There were people from Syria like us as well as from Iraq, Morocco and Afghanistan speaking in a language we didn’t understand. Some people swapped stories but most didn’t say much. They didn’t need to. To be leaving all you knew and had built up in your own country to make this dangerous and uncertain journey, it must be bad.

As morning broke we watched the first boats go out. Two set off more or less straight but two were going in all directions. The boats didn’t have pilots – what happened was the smugglers let one of the refugees travel for half price or for free if he drove the boat even though none of them had any experience. ‘It’s just like riding a motorbike,’ they claimed. My uncle Ahmed was going to be driving our boat. I guessed he’d never driven one as we had never been to the sea and his old job was running a mobile-phone shop, but he assured us he knew how.

We’d heard that some refugees gun the motor to get halfway across to Greek waters as fast as possible and they burn out the motor.
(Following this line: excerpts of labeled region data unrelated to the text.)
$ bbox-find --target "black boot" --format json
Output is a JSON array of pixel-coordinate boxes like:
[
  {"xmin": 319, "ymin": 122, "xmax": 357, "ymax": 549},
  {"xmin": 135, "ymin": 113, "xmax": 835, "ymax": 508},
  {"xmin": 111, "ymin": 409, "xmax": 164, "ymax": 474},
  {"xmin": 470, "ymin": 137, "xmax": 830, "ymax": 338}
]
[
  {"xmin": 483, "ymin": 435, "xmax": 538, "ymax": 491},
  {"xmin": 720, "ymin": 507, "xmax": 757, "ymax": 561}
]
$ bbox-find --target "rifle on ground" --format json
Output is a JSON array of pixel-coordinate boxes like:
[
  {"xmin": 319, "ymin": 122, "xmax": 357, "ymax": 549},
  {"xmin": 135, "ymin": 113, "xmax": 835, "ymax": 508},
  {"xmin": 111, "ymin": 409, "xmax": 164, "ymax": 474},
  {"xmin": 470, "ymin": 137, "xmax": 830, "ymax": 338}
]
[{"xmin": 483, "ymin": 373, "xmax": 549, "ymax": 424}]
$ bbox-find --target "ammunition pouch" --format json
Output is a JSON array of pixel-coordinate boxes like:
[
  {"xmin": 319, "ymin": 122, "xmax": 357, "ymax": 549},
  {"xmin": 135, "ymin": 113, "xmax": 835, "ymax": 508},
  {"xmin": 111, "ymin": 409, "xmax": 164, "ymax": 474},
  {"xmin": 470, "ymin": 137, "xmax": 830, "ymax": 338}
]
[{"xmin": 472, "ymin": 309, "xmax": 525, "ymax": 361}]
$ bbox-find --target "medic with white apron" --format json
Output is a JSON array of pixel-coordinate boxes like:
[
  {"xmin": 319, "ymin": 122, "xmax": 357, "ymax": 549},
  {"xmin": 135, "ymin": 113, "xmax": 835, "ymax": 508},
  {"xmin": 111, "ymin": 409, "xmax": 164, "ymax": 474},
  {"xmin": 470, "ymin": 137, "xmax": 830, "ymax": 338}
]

Sometimes the engines don’t have enough fuel. If that happens the Turkish coastguard catch you and bring you back. In Café Sinbad in İzmir we’d met a family from Aleppo who had tried to cross six times. We didn’t have money to keep trying.

Around 9 a.m. Uncle Ahmed called the smuggler, but he said we must wait for the coastguard to go. ‘We have chosen the wrong smuggler,’ said Nasrine. I worried we had been cheated again. We hadn’t expected to be here so long and were soon hungry and thirsty which was ironic as there was so much water in front of us. My cousins went to try and find water for me and the children but there was nothing near by.

The day got hotter. Though the smuggler had arrived with dinghies for us and the other groups, he said we couldn’t go until the coastguard changed shift. The Moroccan men were half naked and started singing. As the afternoon came, the waves started to get higher, making a slapping sound on the shore. None of us wanted to go at night as we’d heard stories of kind of pirates on jet-skis who board boats in the dark to steal motors and the valuables of refugees.

Finally, around 5 p.m., they said the coastguards were changing guard so we could take advantage and go. I looked again at the sea. A mist was coming down and the cry of the seagulls no longer seemed so joyful. A dark shadow lay over the rocky island. Some call that crossing rihlat al-moot or the route of death. It would either deliver us to Europe or swallow us up. For the first time I felt scared.

Back home I often watched a series called Brain Games on National Geographic which showed how feelings of fear and panic are controlled by the brain, so I began practising breathing deeply and telling myself over and over that I was strong.